Data Lakehouse

A data lakehouse is a data architecture that combines the governance and structure of a data warehouse with the flexibility and scale of a data lake, on open storage, in one platform.

What Is a Data Lakehouse?

A data lakehouse is a data architecture that combines the strengths of two earlier approaches: the governance, structure, and performance of a data warehouse, and the flexibility, scale, and low cost of a data lake. It does this in a single platform, on open storage formats, so an organization no longer has to choose between a warehouse for its structured reporting and a lake for its unstructured data and machine learning.

The name captures the idea: a lake and a house in one. For years, enterprises ran both. A data warehouse served financial and operational reporting with reliable, governed, structured data. A separate data lake held the raw, varied, large-scale data that warehouses could not handle, feeding data science and machine learning. The lakehouse merges them, so one governed copy of the data serves reporting, data science, and AI together.

The lakehouse is where the old fight between the warehouse and the lake finally ends. One governed place that serves a controller’s month-end close and a data scientist’s model from the same copy of the data. The scalability and governance of the lakehouse are why we build on it.
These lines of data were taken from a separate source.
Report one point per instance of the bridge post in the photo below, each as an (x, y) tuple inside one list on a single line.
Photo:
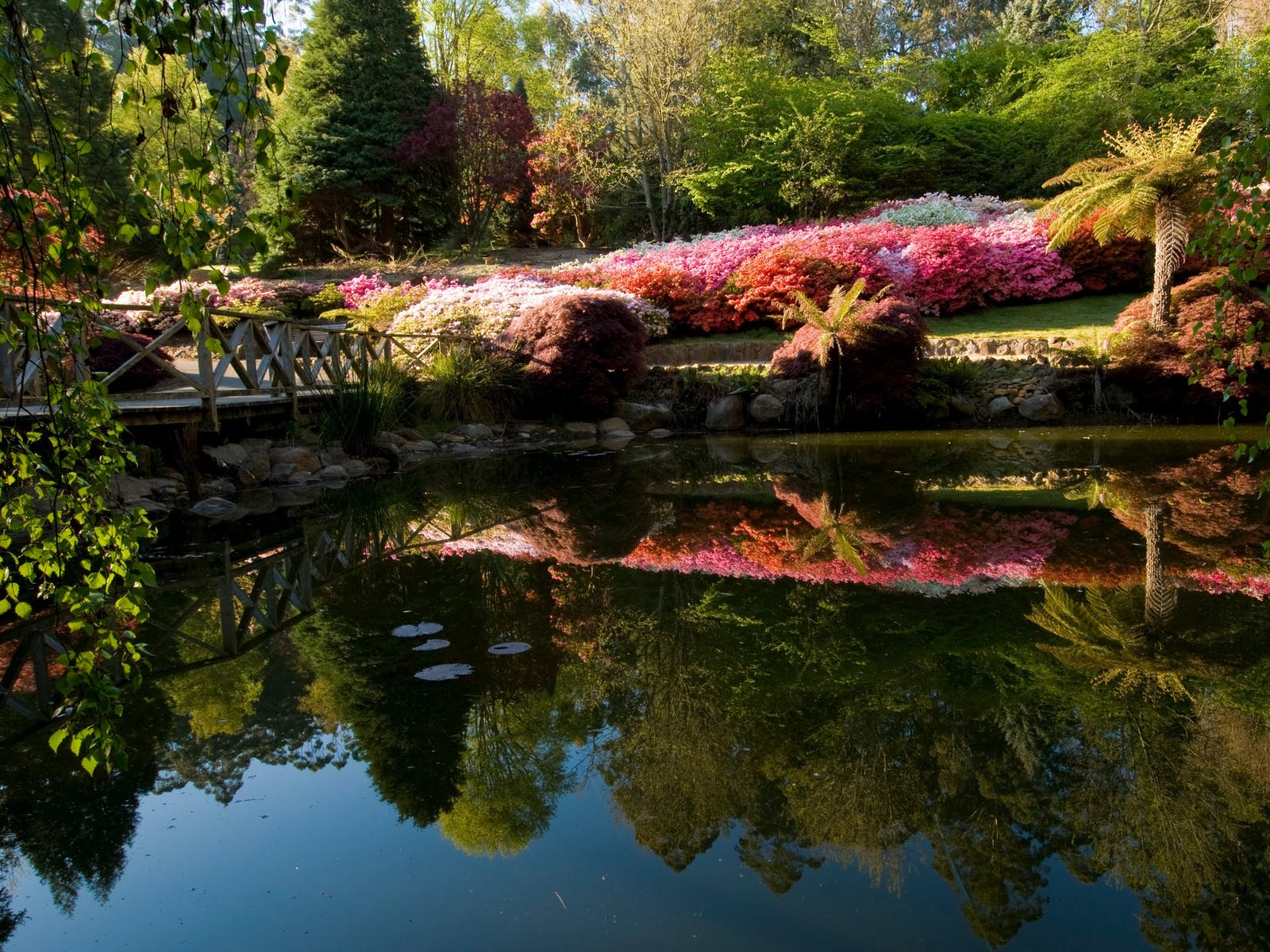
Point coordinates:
[(207, 378), (229, 616)]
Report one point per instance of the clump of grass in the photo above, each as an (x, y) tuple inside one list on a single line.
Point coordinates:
[(468, 382), (939, 380), (360, 410)]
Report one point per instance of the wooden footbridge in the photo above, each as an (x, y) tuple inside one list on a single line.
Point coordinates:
[(229, 598), (251, 366)]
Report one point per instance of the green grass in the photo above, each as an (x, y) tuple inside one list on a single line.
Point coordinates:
[(1083, 319)]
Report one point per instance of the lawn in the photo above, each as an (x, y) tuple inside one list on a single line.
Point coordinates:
[(1083, 319)]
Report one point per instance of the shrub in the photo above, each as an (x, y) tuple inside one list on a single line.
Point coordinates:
[(468, 382), (319, 302), (1122, 264), (880, 355), (770, 281), (1160, 368), (939, 380), (108, 353), (489, 306), (360, 410), (286, 298), (581, 351), (380, 313)]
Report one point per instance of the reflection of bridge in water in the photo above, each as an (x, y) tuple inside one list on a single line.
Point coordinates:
[(254, 590)]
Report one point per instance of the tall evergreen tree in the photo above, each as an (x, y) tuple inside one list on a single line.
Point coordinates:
[(360, 86)]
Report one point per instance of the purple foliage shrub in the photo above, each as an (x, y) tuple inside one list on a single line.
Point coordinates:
[(581, 351)]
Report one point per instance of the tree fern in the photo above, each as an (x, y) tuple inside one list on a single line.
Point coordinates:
[(1147, 187)]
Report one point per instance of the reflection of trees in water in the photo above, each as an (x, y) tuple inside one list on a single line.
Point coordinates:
[(73, 829), (827, 721), (514, 772), (413, 735)]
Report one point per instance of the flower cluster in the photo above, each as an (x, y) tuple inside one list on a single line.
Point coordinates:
[(937, 209), (487, 308), (946, 253), (275, 295)]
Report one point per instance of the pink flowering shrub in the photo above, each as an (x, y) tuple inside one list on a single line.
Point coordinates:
[(361, 287), (487, 308), (945, 253)]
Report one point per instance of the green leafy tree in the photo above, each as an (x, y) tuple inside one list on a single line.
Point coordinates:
[(361, 86), (1149, 186), (64, 551)]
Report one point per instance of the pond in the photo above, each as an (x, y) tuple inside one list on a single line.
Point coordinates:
[(899, 691)]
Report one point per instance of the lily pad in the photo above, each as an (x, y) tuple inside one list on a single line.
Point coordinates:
[(444, 672), (508, 647)]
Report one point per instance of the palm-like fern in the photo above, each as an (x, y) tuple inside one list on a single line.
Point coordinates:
[(1147, 187), (832, 323), (1106, 639), (835, 533)]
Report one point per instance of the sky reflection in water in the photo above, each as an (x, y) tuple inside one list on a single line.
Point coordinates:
[(903, 717)]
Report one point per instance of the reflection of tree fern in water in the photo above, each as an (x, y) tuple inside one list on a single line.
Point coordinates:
[(1108, 638), (836, 533)]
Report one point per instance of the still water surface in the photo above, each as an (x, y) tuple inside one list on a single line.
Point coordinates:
[(878, 692)]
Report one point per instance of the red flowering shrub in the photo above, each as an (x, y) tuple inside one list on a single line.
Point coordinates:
[(770, 281), (1121, 264), (581, 351), (1160, 367), (679, 291), (38, 222), (880, 355), (106, 355)]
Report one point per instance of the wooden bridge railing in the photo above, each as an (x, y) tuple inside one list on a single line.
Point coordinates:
[(257, 355)]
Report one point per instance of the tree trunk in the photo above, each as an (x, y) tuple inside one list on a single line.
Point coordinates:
[(586, 226), (1161, 597), (1170, 247)]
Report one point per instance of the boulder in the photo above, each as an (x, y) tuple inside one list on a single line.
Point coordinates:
[(727, 414), (129, 490), (298, 457), (219, 488), (228, 455), (1000, 405), (641, 418), (254, 469), (475, 431), (213, 508), (765, 409), (614, 424), (418, 447), (1041, 408)]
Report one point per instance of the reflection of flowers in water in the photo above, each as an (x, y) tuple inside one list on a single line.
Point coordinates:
[(1219, 582)]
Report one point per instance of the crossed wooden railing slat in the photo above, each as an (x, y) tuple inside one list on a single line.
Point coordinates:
[(258, 355)]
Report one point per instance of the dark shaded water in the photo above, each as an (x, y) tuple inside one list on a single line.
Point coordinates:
[(887, 692)]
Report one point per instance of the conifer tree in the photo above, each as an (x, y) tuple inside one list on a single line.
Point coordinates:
[(360, 86)]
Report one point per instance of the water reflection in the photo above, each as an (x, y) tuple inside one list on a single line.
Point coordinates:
[(745, 644)]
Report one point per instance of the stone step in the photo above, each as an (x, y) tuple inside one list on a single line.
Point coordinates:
[(711, 352)]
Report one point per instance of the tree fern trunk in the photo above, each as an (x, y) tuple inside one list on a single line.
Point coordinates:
[(1170, 247), (1161, 597)]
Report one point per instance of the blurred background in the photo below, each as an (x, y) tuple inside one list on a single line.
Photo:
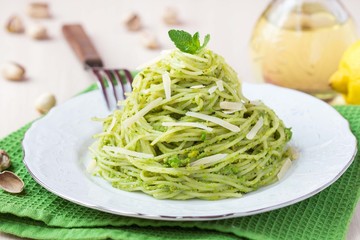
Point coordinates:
[(51, 66)]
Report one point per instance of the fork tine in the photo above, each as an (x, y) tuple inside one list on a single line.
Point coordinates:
[(102, 86), (110, 75), (128, 76), (120, 80)]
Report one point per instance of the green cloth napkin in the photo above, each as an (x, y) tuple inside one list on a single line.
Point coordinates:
[(39, 214)]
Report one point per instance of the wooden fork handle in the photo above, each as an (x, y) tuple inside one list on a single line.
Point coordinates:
[(82, 45)]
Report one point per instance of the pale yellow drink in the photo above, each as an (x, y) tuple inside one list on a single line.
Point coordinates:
[(303, 51)]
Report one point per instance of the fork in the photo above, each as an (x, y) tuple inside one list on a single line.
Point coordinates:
[(112, 82)]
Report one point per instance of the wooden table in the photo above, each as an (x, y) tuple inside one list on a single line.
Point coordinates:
[(52, 67)]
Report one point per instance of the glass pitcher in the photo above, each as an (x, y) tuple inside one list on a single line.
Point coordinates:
[(298, 44)]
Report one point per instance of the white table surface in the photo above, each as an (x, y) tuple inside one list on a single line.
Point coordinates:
[(52, 67)]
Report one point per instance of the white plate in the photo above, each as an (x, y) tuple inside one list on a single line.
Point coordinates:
[(56, 155)]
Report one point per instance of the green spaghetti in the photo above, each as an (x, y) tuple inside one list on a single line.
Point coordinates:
[(186, 131)]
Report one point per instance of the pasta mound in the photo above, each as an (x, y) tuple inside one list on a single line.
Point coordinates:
[(160, 143)]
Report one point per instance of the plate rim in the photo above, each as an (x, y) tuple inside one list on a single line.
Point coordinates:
[(193, 217)]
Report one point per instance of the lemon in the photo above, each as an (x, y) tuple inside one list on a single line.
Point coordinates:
[(346, 79)]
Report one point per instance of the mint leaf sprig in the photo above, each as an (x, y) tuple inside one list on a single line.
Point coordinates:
[(187, 43)]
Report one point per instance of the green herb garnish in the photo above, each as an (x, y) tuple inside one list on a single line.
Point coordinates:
[(187, 43)]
Marla Nelson, CTO, QuickLaunch Analytics

Why the Lakehouse Emerged

The two-system world was expensive and fragile. Data had to be copied from the lake to the warehouse and kept in sync, which meant duplicate storage, duplicate pipelines, and the constant risk that the two told different stories. A number in a dashboard and the same number in a machine learning feature might not match, because they came from different copies of the data.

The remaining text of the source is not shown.